# [Mandrake 7.2] Inernet einrichten



## kvbx (16. Oktober 2002)

Benötige Hilfe beim Konfigurieren der Internetverbindung unter Mandrake 7.2 .

Habe T-DSL über LAN-Modem

Verfüge über DNS des providers.

Mehrere versuche haben fehlgeschlagen.

Danke für die Hilfe.
Kev


----------



## Marcus Roffmann (16. Oktober 2002)

1. Was hast Du bereits ausprobiert?
2. Wie hast Du eingerichtet (grafische Oberfläche|Shell|etc.)?
3. Was hast Du eingerichtet?


Diese und andere Fragen musst Du mir erst beantworten, dann kann ich besser helfen.
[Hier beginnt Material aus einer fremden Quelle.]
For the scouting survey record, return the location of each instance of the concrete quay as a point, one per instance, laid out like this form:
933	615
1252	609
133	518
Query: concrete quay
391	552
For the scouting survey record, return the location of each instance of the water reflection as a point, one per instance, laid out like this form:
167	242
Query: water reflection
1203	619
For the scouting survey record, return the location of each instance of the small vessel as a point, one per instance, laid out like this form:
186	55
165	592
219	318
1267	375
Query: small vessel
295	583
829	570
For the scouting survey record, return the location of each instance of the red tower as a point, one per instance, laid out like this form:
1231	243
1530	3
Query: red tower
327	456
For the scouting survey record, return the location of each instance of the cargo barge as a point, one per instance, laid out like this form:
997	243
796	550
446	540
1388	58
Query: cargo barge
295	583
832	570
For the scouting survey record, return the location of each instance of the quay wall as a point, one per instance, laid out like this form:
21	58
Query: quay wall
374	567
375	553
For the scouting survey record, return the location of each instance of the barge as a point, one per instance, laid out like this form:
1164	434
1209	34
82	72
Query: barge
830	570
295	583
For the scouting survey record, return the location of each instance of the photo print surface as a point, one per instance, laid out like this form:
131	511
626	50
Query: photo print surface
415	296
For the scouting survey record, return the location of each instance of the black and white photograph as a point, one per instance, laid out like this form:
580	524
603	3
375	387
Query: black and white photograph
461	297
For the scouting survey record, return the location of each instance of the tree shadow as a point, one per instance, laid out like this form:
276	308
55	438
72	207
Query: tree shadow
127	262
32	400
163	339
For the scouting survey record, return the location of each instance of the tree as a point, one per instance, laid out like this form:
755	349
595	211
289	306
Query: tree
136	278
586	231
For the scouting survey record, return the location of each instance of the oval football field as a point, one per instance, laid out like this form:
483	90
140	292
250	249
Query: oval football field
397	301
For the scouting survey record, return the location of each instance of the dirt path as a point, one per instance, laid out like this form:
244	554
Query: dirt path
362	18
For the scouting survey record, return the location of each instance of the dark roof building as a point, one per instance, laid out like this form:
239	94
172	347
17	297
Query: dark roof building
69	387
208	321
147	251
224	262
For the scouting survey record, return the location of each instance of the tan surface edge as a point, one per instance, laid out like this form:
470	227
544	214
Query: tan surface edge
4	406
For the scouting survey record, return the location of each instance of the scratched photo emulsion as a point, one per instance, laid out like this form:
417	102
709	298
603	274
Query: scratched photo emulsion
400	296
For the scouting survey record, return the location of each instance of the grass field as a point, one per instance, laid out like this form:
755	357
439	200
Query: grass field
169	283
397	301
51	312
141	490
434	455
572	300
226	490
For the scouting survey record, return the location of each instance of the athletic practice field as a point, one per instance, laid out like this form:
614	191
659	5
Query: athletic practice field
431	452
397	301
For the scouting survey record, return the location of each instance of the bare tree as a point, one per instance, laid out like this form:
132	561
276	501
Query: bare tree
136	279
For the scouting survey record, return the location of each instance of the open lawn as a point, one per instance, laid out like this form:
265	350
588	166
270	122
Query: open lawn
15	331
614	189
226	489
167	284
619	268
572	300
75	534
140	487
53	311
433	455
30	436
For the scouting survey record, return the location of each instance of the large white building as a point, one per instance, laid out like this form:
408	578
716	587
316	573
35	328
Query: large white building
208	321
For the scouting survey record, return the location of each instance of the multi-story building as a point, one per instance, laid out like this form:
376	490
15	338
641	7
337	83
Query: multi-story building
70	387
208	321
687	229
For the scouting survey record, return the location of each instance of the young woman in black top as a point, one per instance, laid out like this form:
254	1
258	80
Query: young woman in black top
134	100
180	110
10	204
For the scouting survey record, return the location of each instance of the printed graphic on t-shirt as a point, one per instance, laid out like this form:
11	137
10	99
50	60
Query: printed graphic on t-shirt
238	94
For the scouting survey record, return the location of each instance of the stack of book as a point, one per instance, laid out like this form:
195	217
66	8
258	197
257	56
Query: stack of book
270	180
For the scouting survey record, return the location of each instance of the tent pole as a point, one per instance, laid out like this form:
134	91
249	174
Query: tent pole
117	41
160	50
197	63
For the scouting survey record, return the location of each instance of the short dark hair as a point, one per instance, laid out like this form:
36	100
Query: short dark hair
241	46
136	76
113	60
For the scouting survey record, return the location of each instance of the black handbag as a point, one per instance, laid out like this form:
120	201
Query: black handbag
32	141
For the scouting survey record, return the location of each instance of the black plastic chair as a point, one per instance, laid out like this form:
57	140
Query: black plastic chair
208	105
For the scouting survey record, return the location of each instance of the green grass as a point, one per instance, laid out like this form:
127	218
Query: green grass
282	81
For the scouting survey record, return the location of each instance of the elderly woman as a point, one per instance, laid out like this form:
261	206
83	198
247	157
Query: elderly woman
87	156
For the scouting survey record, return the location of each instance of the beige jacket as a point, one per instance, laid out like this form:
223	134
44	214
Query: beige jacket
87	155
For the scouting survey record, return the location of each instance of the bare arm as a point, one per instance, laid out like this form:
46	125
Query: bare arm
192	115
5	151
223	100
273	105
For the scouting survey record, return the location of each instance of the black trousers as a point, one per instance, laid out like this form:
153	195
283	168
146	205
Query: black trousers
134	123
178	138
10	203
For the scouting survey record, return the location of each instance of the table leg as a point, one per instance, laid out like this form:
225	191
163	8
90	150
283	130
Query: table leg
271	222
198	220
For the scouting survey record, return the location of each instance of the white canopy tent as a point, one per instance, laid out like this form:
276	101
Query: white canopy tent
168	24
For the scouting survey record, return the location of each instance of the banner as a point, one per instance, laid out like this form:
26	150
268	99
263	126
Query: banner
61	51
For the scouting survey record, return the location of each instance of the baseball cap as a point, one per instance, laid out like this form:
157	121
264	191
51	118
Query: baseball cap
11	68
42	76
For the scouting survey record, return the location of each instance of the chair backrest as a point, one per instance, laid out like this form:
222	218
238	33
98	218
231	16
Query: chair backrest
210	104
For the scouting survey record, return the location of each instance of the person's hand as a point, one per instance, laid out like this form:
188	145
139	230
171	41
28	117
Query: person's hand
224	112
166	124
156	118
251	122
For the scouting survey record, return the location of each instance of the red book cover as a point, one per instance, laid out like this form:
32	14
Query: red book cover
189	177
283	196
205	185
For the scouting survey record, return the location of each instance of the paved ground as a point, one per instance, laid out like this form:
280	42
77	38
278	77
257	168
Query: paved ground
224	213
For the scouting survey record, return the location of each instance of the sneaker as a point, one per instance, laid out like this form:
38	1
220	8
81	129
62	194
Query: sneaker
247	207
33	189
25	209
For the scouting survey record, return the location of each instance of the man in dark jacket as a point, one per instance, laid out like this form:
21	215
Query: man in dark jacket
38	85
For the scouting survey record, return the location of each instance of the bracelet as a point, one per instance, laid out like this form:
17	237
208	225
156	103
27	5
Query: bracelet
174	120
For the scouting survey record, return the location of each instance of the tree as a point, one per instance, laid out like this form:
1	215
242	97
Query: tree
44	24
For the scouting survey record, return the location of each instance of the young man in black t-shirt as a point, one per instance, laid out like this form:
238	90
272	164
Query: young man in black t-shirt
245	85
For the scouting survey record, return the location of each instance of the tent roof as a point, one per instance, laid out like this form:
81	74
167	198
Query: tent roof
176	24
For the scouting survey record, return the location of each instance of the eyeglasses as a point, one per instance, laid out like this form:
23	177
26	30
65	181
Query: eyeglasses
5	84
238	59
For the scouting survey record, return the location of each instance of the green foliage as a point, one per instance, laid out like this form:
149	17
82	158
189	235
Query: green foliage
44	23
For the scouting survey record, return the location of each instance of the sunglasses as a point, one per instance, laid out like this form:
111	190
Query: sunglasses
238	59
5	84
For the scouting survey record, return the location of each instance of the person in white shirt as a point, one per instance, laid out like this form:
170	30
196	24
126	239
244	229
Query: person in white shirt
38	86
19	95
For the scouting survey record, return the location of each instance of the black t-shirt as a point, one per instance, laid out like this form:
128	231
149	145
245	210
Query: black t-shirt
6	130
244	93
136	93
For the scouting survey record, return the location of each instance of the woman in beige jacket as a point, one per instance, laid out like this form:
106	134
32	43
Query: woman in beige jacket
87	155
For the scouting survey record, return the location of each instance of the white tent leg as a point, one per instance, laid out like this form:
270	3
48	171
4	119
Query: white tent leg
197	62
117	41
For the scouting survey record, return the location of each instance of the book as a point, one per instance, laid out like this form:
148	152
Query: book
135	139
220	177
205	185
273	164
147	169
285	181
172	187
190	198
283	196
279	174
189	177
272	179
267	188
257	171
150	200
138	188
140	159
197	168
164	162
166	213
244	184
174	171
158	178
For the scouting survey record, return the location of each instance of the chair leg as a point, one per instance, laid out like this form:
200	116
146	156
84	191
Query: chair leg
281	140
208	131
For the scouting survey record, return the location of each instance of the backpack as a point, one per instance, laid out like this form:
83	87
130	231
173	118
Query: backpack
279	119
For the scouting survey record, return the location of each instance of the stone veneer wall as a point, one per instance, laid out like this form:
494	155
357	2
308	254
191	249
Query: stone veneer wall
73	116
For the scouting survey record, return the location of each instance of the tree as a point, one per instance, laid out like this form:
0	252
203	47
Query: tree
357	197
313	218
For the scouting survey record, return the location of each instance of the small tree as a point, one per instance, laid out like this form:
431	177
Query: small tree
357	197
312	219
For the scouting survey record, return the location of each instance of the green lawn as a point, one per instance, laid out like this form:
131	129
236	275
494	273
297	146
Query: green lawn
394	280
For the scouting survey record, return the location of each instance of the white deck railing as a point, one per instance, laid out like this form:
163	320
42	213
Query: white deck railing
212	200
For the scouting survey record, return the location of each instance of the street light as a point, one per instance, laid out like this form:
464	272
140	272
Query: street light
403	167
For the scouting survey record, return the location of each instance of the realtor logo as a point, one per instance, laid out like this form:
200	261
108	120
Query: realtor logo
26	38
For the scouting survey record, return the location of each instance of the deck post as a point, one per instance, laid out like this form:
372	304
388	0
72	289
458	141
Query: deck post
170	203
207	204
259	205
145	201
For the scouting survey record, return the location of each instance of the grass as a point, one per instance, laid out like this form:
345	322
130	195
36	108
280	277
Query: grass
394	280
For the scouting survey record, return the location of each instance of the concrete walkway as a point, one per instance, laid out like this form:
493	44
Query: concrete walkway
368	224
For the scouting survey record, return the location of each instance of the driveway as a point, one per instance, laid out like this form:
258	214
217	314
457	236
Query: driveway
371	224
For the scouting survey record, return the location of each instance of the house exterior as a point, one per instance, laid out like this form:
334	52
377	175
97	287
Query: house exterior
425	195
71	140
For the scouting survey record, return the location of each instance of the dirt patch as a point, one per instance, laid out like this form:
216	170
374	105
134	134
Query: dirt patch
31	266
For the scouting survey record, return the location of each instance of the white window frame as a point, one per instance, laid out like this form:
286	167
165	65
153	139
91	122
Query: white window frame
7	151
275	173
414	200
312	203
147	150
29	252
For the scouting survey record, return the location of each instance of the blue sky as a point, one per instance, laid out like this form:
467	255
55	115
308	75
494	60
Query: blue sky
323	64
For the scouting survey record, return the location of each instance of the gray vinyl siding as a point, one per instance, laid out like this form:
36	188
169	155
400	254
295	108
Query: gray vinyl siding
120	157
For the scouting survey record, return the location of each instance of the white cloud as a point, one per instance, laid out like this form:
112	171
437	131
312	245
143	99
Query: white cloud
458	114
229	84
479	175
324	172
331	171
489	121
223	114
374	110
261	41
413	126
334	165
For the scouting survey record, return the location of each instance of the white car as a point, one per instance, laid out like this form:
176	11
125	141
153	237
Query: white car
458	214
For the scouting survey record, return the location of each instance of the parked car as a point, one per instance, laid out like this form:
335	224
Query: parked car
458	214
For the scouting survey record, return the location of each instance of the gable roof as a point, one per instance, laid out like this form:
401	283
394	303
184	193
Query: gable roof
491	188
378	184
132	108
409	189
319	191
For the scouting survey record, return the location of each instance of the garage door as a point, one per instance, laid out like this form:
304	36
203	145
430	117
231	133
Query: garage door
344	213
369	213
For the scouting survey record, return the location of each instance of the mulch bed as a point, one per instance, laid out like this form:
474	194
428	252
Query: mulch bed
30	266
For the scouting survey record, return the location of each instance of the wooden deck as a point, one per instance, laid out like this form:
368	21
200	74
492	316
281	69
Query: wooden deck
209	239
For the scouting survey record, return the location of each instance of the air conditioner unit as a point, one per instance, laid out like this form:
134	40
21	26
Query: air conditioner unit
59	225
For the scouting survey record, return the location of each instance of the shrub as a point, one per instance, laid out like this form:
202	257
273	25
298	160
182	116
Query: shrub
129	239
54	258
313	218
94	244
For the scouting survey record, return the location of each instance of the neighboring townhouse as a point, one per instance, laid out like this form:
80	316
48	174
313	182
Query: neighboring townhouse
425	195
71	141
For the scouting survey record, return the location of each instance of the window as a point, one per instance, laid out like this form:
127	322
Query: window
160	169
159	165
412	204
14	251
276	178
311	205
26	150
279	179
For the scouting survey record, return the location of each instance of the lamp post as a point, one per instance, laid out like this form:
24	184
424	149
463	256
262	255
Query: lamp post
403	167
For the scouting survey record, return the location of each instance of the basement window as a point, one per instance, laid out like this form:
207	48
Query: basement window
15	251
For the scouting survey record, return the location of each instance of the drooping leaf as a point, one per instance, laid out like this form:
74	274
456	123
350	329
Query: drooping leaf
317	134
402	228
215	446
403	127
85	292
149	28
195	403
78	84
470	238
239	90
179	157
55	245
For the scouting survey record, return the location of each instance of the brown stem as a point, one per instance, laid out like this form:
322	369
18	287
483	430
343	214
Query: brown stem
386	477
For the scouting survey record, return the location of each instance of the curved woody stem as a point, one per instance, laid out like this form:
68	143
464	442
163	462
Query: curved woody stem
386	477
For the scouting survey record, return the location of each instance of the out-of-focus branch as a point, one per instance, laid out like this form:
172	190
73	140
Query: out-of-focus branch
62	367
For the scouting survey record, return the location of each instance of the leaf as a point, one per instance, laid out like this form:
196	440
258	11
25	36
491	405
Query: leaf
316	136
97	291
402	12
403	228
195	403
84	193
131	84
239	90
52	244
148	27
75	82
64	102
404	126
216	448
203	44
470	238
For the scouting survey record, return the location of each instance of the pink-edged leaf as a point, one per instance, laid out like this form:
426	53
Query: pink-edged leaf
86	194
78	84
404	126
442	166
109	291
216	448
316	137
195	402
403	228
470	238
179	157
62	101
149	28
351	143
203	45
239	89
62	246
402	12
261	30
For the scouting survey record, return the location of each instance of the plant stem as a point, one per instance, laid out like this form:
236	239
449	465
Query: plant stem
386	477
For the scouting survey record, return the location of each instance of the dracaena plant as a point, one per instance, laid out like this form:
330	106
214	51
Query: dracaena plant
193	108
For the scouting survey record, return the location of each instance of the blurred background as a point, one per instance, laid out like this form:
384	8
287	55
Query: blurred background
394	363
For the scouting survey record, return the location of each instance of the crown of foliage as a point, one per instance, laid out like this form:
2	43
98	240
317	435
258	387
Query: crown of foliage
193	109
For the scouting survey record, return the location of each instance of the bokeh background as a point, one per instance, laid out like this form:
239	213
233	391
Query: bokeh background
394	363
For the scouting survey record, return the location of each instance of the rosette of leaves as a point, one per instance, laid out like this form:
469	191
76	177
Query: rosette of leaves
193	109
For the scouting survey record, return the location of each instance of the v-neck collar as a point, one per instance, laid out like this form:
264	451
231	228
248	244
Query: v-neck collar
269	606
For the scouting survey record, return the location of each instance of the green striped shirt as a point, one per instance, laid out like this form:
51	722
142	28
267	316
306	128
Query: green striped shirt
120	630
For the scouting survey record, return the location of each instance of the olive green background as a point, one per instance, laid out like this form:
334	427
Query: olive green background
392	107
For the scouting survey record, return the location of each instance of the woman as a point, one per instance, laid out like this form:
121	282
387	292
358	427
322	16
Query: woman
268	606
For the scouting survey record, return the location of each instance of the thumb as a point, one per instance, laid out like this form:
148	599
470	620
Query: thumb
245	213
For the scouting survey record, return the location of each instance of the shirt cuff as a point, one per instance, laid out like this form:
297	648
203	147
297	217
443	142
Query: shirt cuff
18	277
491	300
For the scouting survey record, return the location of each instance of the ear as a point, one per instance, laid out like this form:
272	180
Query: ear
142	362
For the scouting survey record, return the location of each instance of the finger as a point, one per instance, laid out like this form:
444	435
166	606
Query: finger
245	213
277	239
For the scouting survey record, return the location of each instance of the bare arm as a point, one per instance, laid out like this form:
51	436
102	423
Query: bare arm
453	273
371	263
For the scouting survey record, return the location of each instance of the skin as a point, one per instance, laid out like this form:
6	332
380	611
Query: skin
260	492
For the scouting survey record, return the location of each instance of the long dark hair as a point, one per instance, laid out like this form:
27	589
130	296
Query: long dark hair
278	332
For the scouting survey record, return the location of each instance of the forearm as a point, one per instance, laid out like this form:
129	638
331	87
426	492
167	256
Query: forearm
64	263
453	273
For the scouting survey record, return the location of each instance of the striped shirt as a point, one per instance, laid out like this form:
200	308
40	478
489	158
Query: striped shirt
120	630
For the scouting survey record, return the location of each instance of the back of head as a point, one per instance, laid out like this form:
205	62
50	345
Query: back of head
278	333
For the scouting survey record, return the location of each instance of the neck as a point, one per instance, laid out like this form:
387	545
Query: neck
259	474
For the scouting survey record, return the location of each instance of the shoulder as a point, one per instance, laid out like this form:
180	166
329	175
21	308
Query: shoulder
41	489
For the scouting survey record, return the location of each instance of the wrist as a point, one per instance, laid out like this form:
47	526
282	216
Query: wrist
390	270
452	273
Im Moment verstehe ich nicht so ganz wo Dein Problem liegt, was Du gemacht hast usw.


----------



## kvbx (17. Oktober 2002)

ich hab versucht es über die grafische oberfläche einzurichten.
Ich hab pppoe angeklicht, hab die DNS des Providers angegeben.
Den Login.
Und das Passwort.
Dann hat er die verbindung aber trotzdem nicht aufbauen können.
Die Netzwerkkarte hat er erkannt.
Danke
Kev


----------



## Marcus Roffmann (17. Oktober 2002)

*hmm* Du musst normalerweise für DSL pppoed (Point-to-Point over Ethernet) verwenden.
Im Mandrake-Manual hab ich folgende URL gefunden, versuchs mal damit, vielleicht hilft's Dir weiter:
http://www.linux-mandrake.com/en/doc/72/de/user.html/draknet-dsl.html

digi


----------



## kvbx (17. Oktober 2002)

Danke!
Probier ich sofort aus!


----------



## kvbx (17. Oktober 2002)

nee, funktioniert net, hab ich so auch schon ausprobiert


----------



## Dennis Wronka (18. Oktober 2002)

Check mal http://www.adsl4linux.de


----------